Die Kulturinitiative Gefrath stellte jetzt das genaue Programm vor. Die Veranstaltung findet am 1. September statt.

() Bürgermeister Manfred Lommetz blies schon einmal in die Vuvuzela, um  Stimmung zu machen. Für ein Ereignis, das zwar erst am Samstag, 1. September, bevorsteht, zu dem aber schon jetzt bei freiem Eintritt die Familien aus Grefrath und darüber hinaus herzlich eingeladen sind. Dann nämlich wird es im Schwingbodenpark mit einem großen Rahmenprogramm ein weiteres Musikfestival geben, von 15 Uhr bis Ende offen.

   Jetzt wurde vor der Buchhandlung von Karl Gross das Programm vorgestellt. Der Veranstalter war an den Kronen, die auf den Tischen lagen  und  die sich unter anderem Monika Söhnen, Susanne Freiheit und Regina Ringpfeil aufsetzten, unschwer zu erraten. Es war einmal mehr  die Kultur-Initiative Grefrath, kurz KinG genannt. „Es ist unser sechstes Fest, unser viertes im Park“,  sagte Vollblut-Musiker Markus Türk und erinnerte  daran, dass es zuletzt im jährlichen Wechsel das Straßenmusikfest und das Park-Festival gegeben hatte. 2016 waren rund 2500 Besucher in den Park gekommen.

   Das Programm hat es in sich.  Gleich fünf Bands werden auf der großen Bühne aufspielen. „Wir sind schon ein etwas aufgeregt“, sagt der Grefrather Christopher Janowski. Der Gitarrist war vor wenigen Jahren noch in der Rock-Band „Feinstes Fleisch“ aufgetreten. Daraus ist jetzt gemeinsam mit Felix Ehren (Gesang, Gitarre), Jan Mündges (Bass), ergänzt um den Drummer Carlos Gottberath, die Formation „EgoEcho“ geworden. „Wir werden am 1. September vor allem Ddeutschen Pop und Rock spielen“, kündigte Janowski die Premiere der Band am ersten September-Tag an.

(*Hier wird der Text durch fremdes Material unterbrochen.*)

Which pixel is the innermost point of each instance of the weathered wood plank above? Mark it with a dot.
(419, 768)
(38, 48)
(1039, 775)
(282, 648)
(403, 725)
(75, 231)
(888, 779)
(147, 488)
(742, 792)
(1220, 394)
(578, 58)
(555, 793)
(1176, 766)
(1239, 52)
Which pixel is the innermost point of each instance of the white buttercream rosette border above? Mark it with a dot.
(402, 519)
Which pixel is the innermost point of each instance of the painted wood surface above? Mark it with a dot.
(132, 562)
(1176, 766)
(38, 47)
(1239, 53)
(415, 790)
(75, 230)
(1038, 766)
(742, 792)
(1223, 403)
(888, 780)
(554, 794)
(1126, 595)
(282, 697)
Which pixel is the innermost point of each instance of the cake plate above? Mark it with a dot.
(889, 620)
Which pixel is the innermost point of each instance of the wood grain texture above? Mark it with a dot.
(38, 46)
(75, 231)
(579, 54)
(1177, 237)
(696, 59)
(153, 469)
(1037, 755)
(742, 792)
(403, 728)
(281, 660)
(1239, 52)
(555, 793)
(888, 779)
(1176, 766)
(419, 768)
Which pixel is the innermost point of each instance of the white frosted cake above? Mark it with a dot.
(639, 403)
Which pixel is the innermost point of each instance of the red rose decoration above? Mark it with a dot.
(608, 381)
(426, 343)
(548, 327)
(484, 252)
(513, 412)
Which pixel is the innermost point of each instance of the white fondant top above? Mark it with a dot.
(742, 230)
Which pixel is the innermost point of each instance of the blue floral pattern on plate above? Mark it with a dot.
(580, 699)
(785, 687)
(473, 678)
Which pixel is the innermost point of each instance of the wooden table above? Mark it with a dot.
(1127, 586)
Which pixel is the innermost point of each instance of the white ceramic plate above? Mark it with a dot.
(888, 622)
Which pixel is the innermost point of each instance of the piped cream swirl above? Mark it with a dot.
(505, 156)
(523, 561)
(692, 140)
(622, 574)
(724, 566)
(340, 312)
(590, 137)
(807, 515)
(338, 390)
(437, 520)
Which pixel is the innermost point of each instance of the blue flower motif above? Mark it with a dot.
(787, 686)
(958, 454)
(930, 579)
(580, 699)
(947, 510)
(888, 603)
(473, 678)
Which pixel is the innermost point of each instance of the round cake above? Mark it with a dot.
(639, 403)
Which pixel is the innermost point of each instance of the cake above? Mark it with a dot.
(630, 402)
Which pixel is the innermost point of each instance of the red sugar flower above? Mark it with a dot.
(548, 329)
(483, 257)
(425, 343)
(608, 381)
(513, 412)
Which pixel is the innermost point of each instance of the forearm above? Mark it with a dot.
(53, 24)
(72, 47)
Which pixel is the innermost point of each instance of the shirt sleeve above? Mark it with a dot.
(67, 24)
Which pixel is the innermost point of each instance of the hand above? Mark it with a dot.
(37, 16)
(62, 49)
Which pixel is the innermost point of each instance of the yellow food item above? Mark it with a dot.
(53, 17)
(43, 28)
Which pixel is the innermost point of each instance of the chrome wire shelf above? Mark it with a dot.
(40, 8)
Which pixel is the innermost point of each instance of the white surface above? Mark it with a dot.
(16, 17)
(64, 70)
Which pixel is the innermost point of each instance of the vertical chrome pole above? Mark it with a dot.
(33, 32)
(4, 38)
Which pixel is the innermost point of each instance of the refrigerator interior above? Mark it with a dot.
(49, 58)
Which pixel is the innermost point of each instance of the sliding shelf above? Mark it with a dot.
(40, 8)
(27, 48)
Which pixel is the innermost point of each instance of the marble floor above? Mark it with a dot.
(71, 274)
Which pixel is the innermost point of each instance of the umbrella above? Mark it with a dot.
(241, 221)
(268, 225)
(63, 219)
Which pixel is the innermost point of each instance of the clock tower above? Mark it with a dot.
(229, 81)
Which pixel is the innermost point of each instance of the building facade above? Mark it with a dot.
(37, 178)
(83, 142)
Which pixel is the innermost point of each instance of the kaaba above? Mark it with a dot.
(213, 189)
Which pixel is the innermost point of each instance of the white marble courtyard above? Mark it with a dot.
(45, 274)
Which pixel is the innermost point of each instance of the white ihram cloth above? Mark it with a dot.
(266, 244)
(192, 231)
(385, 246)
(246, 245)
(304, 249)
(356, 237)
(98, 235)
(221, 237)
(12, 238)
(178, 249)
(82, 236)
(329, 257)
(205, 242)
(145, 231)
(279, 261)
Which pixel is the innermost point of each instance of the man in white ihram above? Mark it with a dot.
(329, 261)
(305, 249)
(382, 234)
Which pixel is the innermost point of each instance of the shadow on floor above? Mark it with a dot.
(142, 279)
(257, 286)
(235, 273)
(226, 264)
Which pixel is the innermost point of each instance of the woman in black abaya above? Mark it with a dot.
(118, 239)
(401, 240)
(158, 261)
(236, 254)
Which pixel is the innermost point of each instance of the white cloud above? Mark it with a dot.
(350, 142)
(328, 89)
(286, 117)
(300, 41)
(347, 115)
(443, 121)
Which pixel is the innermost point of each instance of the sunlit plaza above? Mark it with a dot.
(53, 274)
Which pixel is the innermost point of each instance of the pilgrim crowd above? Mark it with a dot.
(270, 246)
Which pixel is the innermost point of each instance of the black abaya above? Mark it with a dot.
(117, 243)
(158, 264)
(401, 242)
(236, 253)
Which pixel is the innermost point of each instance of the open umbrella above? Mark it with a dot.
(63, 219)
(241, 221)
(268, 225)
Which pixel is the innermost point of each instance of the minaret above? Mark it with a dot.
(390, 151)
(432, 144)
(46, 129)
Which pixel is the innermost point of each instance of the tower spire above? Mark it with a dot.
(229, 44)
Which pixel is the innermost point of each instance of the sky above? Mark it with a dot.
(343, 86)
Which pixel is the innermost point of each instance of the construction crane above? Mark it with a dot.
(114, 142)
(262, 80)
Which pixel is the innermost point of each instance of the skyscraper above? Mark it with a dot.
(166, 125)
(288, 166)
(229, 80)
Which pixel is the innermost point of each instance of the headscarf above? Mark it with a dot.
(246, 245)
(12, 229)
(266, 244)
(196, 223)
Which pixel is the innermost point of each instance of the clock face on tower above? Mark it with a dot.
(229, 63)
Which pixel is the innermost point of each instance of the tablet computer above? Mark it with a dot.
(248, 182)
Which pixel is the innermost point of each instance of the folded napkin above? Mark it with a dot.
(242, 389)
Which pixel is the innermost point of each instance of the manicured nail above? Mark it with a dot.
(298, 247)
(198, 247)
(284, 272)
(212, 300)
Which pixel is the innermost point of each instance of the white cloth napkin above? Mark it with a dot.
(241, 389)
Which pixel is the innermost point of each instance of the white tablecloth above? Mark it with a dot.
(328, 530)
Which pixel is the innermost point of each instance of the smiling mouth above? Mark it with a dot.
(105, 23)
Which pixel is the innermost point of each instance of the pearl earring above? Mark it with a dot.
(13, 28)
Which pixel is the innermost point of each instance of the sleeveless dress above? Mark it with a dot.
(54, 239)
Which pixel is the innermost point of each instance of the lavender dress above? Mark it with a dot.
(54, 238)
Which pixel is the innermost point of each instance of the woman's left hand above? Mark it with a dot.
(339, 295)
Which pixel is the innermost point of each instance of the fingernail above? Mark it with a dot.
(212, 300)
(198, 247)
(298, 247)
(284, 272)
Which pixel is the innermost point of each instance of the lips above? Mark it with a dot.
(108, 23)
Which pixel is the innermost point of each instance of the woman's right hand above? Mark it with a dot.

    Mit dabei und dann zum dritten Mal ist Kempens Big-Band, die Markus Türk leitet. Der 56-Jährige unterrichtet außerdem nach wie vor an der Musikschule in Mönchengladbach. Dort hatte er den Chemnitzer Timo Bodden kennengelernt und sich für seine Ska-Musik, schneller Reggae, interessiert. Saxophonist Bodden wird mit seiner zehnköpfigen Chemnitzer Band „Meniak“ ebenfalls in Grefrath auftreten. Wie die britischen Rock spielende Krefelder Formation  „Of Heroes & other Villains“. Vervollständig wird das Ganze durch den schon längst bekannten Kempener Gitarristen Dennis Hormes und seiner Band, die mit Klaus Fischer (Bass) und Benny Koch (Drums) vervollständigt wird.

   Das ist aber längst noch nicht alles. Auf den Parkwiesen werden weitere Gruppen, Liedermacher und Spaßvögel durch die Reihen der Zuhörer gehen. Angefangen von „Happy Gangstas“ über „Bela“, die afrikanische Straßenmusik spielen werden, bis zu Markus Moors (Dülken), der am Lagerfeuer der Waldjugend Viersen seine Gitarre auspacken wird. Zwille Zimmermann kommt ebenfalls.

   Kindergärten werden mitmachen, zu kleineren Spielen einladen. Ebenso mittendrin wird der Verein „Älter werden in Grefrath“ sein, das Freilichtmuseum mit kleinen Fachwerk-Bausätzen, Sprayer, Nabu, der Grefrather Bio-Laden von Karsten Hessler oder das „Haus an der Dorenburg“, dass parallel dort sein Sommerfest durchführen möchte. „Le Parcour“ wird demonstriert, außerdem die Kampfsportart „Wing Tsun“.

   Ermöglicht wird solch ein großes Festival durch  Mitgliedsbeträge und durch einige wichtige  Sponsoren, diesmal sind dies unter anderem: Sparkasse Krefeld, Volksbank, Gemeindewerke, Carlsberg und „perlsacktiere.de“. Und am 1. September durch den Essens- und Getränkeverkauf. Daher die Bitte von Markus Türk: „Natürlich dürfen die Besucher Decken, Federballschläger oder Pinknickkörbe mit Tellern und Besteck mitbringen, aber bitte keine Getränke und Speisen, dafür gibt es bei uns Werkmarken.“ Denn um das alles zu finanzieren zu können,  muss KinG mit seinen Mitgliedern und Sponsoren annähernd 15.000 Euro in den Hand nehmen.